Novel evolutionary-based methods for the robust training of SVR and GMDH regressors

  1. GASCÓN MORENO, JORGE
Supervised by:
  1. Sancho Salcedo Sanz Director
  2. José Antonio Portilla Figueras Co-director

Defence university: Universidad de Alcalá

Fecha de defensa: 06 October 2016

Committee:
  1. Silvia Jiménez Fernández Chair
  2. Enrique Alexandre Cortizo Secretary
  3. Javier del Ser Lorente Committee member
  4. Carlos Casanova Mateo Committee member
  5. L. Carro Calvo Committee member

Type: Thesis

Teseo: 524983 DIALNET lock_openTESEO editor

Abstract

This Ph.D. Thesis elaborates on several novel improvements for two specific state-of-the-art Machine Learning algorithms: the Support Vector Regression (SVR) approach, and the Group Method of Data Handling. In the case of the SVR approach, a new multi-parametric evolutionary SVR is proposed. This new algorithm takes into account a different value of the γ parameter for each dimension of the feature space. In this case, it is not possible to apply a classic grid search, due to computational requirements of such an algorithm, and therefore in this thesis an evolutionary approach is successfully applied to obtain the optimal values for these SVR parameters. Regarding the GMDH network, in this thesis a novel construction algorithm based on a hyper-heuristic approach is proposed.

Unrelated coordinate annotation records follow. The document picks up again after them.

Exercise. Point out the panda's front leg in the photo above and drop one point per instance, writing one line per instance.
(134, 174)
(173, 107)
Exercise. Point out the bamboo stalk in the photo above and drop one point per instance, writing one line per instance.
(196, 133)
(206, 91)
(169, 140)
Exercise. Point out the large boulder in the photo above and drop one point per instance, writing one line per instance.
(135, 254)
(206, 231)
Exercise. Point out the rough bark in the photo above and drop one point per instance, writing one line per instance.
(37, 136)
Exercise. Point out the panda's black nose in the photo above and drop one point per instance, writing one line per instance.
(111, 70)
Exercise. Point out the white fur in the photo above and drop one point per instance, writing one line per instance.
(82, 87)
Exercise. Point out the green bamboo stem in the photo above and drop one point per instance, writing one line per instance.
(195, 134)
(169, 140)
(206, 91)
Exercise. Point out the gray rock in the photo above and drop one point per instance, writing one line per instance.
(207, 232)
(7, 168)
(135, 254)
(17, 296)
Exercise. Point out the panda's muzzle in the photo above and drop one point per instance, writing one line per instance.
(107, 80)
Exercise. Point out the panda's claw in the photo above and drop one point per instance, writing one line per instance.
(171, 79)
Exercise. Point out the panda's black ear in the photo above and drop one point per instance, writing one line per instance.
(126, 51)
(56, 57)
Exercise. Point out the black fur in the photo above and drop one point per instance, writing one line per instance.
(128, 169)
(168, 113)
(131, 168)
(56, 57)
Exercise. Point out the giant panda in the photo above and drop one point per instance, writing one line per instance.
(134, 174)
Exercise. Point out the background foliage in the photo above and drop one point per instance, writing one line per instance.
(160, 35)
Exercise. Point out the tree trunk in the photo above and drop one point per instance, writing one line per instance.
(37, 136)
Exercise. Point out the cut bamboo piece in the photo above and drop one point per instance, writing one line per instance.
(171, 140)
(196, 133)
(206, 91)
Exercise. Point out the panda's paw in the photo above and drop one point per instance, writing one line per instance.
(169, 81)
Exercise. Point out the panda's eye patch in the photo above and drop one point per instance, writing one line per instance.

Hyper-heuristic is a novel concept related to evolutionary computation, in which the algorithm encodes several smaller heuristics which can be applied in a sequential fashion to solve a given optimization problem. In this specific application, several basic heuristic are encoded in an evolutionary algorithm to form a hyper-heuristic approach which constructs robust versions of GMDH networks for regression problems. A final contribution of this thesis is the proposal of new validation methods to better estimate the performance of regression techniques in data-driven problems. The idea is to obtain better models from the training phase of the algorithms, in such a way that the performance in the test set is improved, mainly in training time and overall performance of the system, with respect to classical evaluation methods such as K-Fold cross validation, etc. All the proposed and developed methods of the thesis are experimentally evaluated in benchmark and real-world data-driven regression problems.